L’UE dans la tempête de l’acier américain

L’UE dans la tempête de l’acier américain

Chose promise, chose due. Donald Trump avait promis à ses électeurs qu’il protégerait l’industrie américaine en rendant plus coûteuses les importations. Le président américain avait enclenché le processus de relèvement des droits de douane sur l’acier et l’aluminium au mois de mars. Les négociations avec l’UE n’ayant pas abouti, Trump a mis ses menaces à exécutions et place les pays européens face à un immense défi.

Les droits de douane sur l’acier et l’aluminium ont donc finalement été augmentés à hauteur de 25 % et 10 %. Les Européens savaient que le coup serait porté et n’ont pu que déplorer une décision « unilatérale » qualifiée d’ « illégale » par la chancelière allemande et le président français. Le coût économique est relativement faible puisque l’UE exporte assez peu ces matériaux vers les Etats-Unis, mais ce geste hostile du président Trump donne des raisons de croire à un début de guerre commerciale aux conséquences difficiles à appréhender.

Les Européens sont désormais face à un choix compliqué. Ils se doivent de riposter sans prendre le « risque d’une escalade » trop poussée qui pourrait, à terme, faire très mal à l’économie européenne. Le président de la Commission européenne a réagi en expliquant que des mesures de rétorsion seraient prises contre les Etats-Unis, mais uniquement dans le cadre de l’Organisation Mondiale du Commerce (OMC). Certaines industries sont dans le viseur de l’UE à commencer par des symboles du consumérisme américain (jeans, beurre de cacahuète, etc.).
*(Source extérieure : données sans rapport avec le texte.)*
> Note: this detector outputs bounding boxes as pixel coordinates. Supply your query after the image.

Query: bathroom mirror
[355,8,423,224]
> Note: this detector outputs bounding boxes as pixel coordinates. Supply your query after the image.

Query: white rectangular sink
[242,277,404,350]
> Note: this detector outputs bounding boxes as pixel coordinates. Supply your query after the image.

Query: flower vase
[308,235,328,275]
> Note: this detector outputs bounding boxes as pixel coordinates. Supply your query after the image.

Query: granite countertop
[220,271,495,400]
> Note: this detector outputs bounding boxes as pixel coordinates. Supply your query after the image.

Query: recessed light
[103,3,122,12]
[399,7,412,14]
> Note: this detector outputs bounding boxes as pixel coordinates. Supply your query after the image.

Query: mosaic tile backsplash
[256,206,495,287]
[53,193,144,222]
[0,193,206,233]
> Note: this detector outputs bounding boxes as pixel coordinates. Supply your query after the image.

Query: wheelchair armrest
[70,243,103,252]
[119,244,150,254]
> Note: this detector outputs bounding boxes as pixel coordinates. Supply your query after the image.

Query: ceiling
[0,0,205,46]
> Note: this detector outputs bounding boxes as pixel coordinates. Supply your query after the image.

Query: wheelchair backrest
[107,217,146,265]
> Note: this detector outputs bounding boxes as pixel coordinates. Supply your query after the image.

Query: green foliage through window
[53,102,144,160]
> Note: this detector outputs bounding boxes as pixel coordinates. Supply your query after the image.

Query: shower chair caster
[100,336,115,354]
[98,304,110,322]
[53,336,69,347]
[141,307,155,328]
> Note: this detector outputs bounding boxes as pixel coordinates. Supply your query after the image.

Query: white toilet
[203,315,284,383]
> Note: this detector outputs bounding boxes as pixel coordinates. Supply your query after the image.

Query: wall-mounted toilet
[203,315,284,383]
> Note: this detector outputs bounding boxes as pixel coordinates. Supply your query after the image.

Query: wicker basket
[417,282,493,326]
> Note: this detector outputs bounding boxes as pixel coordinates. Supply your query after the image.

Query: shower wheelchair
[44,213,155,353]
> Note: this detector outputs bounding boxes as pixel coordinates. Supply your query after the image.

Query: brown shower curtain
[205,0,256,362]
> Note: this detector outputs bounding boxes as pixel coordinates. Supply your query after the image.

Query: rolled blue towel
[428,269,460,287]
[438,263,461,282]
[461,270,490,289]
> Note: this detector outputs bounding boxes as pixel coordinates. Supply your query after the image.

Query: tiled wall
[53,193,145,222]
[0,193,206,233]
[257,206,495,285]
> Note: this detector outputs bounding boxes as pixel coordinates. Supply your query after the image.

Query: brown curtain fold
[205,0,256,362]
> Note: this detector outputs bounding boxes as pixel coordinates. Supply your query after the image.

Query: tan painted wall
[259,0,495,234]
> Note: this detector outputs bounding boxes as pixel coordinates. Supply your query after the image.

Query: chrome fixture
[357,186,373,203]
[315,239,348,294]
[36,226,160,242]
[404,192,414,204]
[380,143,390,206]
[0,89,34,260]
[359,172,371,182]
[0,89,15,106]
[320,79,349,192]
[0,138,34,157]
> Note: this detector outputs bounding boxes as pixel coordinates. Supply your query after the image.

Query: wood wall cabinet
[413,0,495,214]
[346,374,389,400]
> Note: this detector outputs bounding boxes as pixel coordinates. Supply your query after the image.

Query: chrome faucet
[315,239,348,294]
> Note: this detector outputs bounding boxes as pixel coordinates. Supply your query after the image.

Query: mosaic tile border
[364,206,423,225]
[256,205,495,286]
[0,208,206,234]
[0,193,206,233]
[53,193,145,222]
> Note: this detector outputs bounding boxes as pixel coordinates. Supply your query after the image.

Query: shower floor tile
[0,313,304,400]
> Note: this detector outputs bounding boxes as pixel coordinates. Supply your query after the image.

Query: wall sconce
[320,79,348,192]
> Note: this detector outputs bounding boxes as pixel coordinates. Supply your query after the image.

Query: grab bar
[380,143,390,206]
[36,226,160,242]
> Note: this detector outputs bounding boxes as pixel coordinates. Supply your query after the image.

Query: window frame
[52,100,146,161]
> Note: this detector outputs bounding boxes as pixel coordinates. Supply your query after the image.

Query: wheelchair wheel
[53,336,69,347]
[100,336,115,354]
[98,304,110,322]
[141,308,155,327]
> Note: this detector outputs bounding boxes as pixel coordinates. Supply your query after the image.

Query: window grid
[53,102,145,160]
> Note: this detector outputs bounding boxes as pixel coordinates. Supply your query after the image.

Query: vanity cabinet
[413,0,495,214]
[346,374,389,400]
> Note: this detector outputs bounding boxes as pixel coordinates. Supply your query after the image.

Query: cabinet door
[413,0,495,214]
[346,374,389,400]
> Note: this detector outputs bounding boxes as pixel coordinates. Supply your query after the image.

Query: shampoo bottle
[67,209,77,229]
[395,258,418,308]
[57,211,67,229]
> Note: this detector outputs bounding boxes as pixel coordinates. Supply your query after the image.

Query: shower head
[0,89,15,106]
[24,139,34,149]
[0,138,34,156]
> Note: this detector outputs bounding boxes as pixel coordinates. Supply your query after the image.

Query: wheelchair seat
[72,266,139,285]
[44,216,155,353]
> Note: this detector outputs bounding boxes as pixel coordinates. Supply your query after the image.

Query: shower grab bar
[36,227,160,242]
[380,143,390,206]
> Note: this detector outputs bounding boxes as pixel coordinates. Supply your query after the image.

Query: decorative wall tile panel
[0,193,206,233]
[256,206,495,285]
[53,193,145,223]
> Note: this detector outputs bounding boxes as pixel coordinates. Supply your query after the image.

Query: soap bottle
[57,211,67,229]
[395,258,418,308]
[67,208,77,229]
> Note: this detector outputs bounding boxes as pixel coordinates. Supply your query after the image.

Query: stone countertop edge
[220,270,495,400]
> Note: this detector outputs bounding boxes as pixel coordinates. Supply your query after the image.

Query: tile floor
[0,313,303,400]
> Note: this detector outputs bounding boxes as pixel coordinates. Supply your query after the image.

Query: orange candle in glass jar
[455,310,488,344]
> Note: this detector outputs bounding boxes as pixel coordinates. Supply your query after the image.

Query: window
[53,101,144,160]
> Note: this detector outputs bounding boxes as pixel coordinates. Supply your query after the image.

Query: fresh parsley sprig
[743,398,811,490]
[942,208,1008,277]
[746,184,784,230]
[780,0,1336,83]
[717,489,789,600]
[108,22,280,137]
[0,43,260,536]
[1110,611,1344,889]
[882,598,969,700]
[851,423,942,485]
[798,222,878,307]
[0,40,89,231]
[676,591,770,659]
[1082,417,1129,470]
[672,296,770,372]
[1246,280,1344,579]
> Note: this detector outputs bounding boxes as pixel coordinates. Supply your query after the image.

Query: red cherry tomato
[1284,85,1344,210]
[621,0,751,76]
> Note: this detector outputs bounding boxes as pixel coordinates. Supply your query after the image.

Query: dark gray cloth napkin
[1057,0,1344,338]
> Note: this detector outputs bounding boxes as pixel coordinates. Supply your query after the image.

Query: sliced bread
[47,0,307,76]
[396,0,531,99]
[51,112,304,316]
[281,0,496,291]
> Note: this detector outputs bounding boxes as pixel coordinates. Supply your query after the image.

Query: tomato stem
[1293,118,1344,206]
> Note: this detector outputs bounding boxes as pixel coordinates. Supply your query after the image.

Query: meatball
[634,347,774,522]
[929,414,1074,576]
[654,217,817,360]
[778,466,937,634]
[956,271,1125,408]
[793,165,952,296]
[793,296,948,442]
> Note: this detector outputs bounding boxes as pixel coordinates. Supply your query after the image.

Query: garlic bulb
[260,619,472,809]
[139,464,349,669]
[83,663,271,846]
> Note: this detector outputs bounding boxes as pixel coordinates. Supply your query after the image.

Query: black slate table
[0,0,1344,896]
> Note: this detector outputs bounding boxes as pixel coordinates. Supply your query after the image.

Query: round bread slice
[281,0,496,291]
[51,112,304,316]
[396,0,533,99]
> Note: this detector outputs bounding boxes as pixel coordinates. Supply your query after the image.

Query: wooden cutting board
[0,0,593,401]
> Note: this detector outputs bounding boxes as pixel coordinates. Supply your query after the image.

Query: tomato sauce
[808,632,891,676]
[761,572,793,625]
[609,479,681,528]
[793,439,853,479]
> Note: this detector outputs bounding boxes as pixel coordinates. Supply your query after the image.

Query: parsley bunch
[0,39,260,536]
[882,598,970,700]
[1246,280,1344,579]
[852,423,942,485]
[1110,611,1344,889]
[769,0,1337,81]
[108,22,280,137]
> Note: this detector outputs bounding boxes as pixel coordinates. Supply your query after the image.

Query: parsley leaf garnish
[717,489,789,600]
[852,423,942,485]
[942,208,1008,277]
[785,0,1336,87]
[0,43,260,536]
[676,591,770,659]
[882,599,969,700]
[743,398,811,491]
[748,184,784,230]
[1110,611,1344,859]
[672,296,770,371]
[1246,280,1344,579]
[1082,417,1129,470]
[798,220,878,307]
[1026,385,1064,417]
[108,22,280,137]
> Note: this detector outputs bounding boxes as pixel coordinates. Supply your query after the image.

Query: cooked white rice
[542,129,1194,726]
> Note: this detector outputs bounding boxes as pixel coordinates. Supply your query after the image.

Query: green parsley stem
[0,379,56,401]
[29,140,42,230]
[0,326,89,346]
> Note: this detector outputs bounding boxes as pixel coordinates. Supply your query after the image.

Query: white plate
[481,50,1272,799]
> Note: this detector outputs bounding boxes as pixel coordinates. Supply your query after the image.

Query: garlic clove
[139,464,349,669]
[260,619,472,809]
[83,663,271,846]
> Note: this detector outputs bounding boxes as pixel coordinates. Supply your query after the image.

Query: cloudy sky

Les Européens souhaitent limiter la guerre commerciale, mais le président américain a déjà sorti une seconde flèche de son carquois en annonçant, le 23 mai, l’ouverture d’une enquête sur les importations aux Etats-Unis de véhicules et pièces détachées. Donald Trump s’est plaint à plusieurs reprises de voir trop de voitures de marques étrangères dans les rues américaines. Cette enquête ressemble à un premier pas vers des mesures coercitives dans un domaine beaucoup plus important pour le commerce européen.

L’escalade tant redoutée pourrait avoir lieu non pas en raison d’une réponse trop musclée des Européens, mais du fait d’un président Trump qui souhaiterait pousser son avantage trop loin.